Traditionally, you've had to either survey your audience or buy in data sets at a high cost. However, with the rise of social media platforms there's been an ever-increasing amount of audience insight data made available for free.
Facebook's long been the king of this type of data - with their Insights area being great for finding out about your audience, that of your industry, or even your competitors. Social platforms provide this data to help advertisers target their ads effectively, as ultimately the better advertisers results are, the more revenue the social network's likely to make.
With that very much in mind, Twitter has now upped its game in terms of audience insight data. If you go to analytics.twitter.com and login with your Twitter account there are a number of different datasets you can draw upon to get a better understanding of your Twitter following on a new level.
When in Twitter Analytics, navigate to the 'Audiences' tab and you'll see a whole wealth of data on your followers. What's really useful is that you can compare the data from your followers to other audiences on Twitter, with Twitter providing categorization of groups for you to compare to such as:
- Parents
- Generation X
- Professionals
- Millennials
- Baby boomers
- Adults 18-54
- Small businesses
- Seniors
- Business decision-makers
- > $100k income
- College grads
Twitter currently provides audience insight data on:
- Your followers interests
- Household income categories
- Net worth
- Wireless carrier
- Home value
- TV genres
- Aftermarket auto buyer types
- Consumer buying styles
- Consumer goods purchases
Twitter's partnered with DataLogix to amalgamate their audience data with this offline purchase data to create a really powerful dataset.
This insight enables you to understand your audience quickly and easily, and put them into context against other groups of Twitter users.

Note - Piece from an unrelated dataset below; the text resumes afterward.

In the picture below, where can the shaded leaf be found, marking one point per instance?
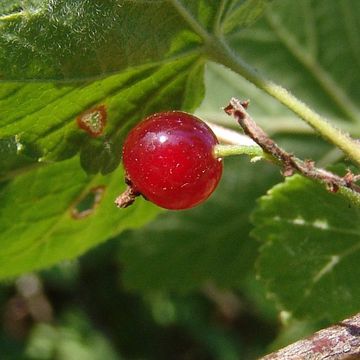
(309, 260)
(72, 40)
(46, 218)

Take my audience for instance, I can now see that 85% of my audience are interested in technology versus 24% of business decision-makers, and 76% in marketing versus just 2% of business decision-makers.
I can also tell you that 76% of my audience buy premium brands, 15% have a net worth of $1,000,000+, and that 55% of them regularly buy cheese or salty snacks.
Interesting stuff, but you may be asking "how this is of any use at all?"
For a brand, or even a personal brand on Twitter, the more you understand your audience, the easier it is to create a tailored content strategy for them that will work harder to achieve your aims than just posting any content will. Creating content with the knowledge of who your audience is may make you Tweet slightly differently, and with more success, while the insights gleaned can also be used to engage with your audience on other channels more successfully too.
Twitter Analytics is a real step up from what Twitter used to provide, and really brings Twitter data to a new level. For marketers and business owners, this provides another invaluable resource for understanding your audience, and taking the first step to massively improving your marketing efforts as a whole.